The Shadow of Your Smile...
Theoretical papers often quote Plato's Cave - such a nice primitive dawn of consciousness, image really, with its shadowy representations flickering sootily across the cave's rear wall and the line of onlookers warming their backs by the fire. Strangely there is very scant mention of the crackle of burning wood, or the sounds of those protagonists prancing around the flames; nor of the perfectly formed sound reflections returning from the cave's surfaces. In fact we can safely assume that the 'captive audience' seated in the cave would have understood significantly more from their audio environment than from the low-tech visuals.
From Classical simulacra to contemporary VR caves there is strangely little shift in such visual dominance, or should we call it a blindness to sound? Despite a technological history in which audio invention has consistently preceded that of the visual, the 'synthetic' eye has it over the 'analytic' ear in the worlds of representation and reproduction.
Audiences are still, by and large, held 'captive' (even if they are not captivated) by the simple monoscopic eye of cinema. Despite the recent attempts to 'surround' the viewer in sound, the demands on audio are to provide an equally reductive reality. VR experiences have swallowed the cinematic paradigm, fixating upon a zombie-like state in which a static participant 'drifts' through a moving virtual world (a dolly shot). All the spatial and contextual cues provided by sound are generally absent - in fact a visit to a large anechoic chamber is a much more disturbing VR experience as it reveals, by subtraction, the enormity and complexity of the sonic domain we inhabit.
Some issues which have arisen out of my Audio VR projects, concern the means by which the enormity and complexity of the aural can be delivered to contemporary forms of representation and experience.
How might we begin to develop forms of sound manipulation and composition which operate intuitively in real space and in real time? How might we escape the constraints imposed by the conventions of pictorial perspective and leave behind those evil agents, the screen and keyboard?

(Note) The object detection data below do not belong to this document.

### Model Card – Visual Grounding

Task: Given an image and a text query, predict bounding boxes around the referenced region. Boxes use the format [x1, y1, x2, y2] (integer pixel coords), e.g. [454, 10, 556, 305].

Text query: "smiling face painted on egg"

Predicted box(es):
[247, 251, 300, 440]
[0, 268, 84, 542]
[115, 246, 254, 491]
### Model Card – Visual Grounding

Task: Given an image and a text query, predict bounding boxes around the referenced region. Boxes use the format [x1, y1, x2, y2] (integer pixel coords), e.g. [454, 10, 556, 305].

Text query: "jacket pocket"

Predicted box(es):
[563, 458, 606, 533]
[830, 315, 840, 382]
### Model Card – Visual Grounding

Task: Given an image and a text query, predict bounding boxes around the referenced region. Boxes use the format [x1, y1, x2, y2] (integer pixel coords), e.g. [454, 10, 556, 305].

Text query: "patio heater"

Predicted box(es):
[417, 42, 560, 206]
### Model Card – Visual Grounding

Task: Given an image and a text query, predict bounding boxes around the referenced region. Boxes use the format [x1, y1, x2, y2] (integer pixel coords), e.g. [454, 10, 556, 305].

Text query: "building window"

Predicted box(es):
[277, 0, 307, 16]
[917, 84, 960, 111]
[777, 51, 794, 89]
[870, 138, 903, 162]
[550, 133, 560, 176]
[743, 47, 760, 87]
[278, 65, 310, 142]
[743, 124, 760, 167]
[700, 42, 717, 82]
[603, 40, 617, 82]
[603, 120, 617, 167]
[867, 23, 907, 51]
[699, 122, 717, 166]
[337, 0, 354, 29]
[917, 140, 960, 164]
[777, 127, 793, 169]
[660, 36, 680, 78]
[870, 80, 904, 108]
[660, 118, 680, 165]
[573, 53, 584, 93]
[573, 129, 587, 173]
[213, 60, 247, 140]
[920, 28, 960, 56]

These are huge challenges, in conceptual, technical and economic terms, but ones which will inevitably be met.
To conclude, one final (and hopefully uplifting) thought. Thankfully when one exits the Cinema, vibrating to Godzilla's subterranean 'sounds of doom' we are still able to engage with real architectural spaces, some of which retain the perceptual mindsets of our ancestors. Try out any Cathedral as a counterpoint to 5.1 Audio gunfight sound effects - and consider the notion that Omniscience as a state of knowledge is founded upon Omnipresence. Cathedrals may have very specific line of sight visual foci but they are acoustically immersive environments; I guess that after all Heaven is made of Reverb?
Schafer, R. Murray. 1980. The Tuning of the World: Toward A Theory of Soundscape Design . Philadelphia: University of Pennsylvania Press.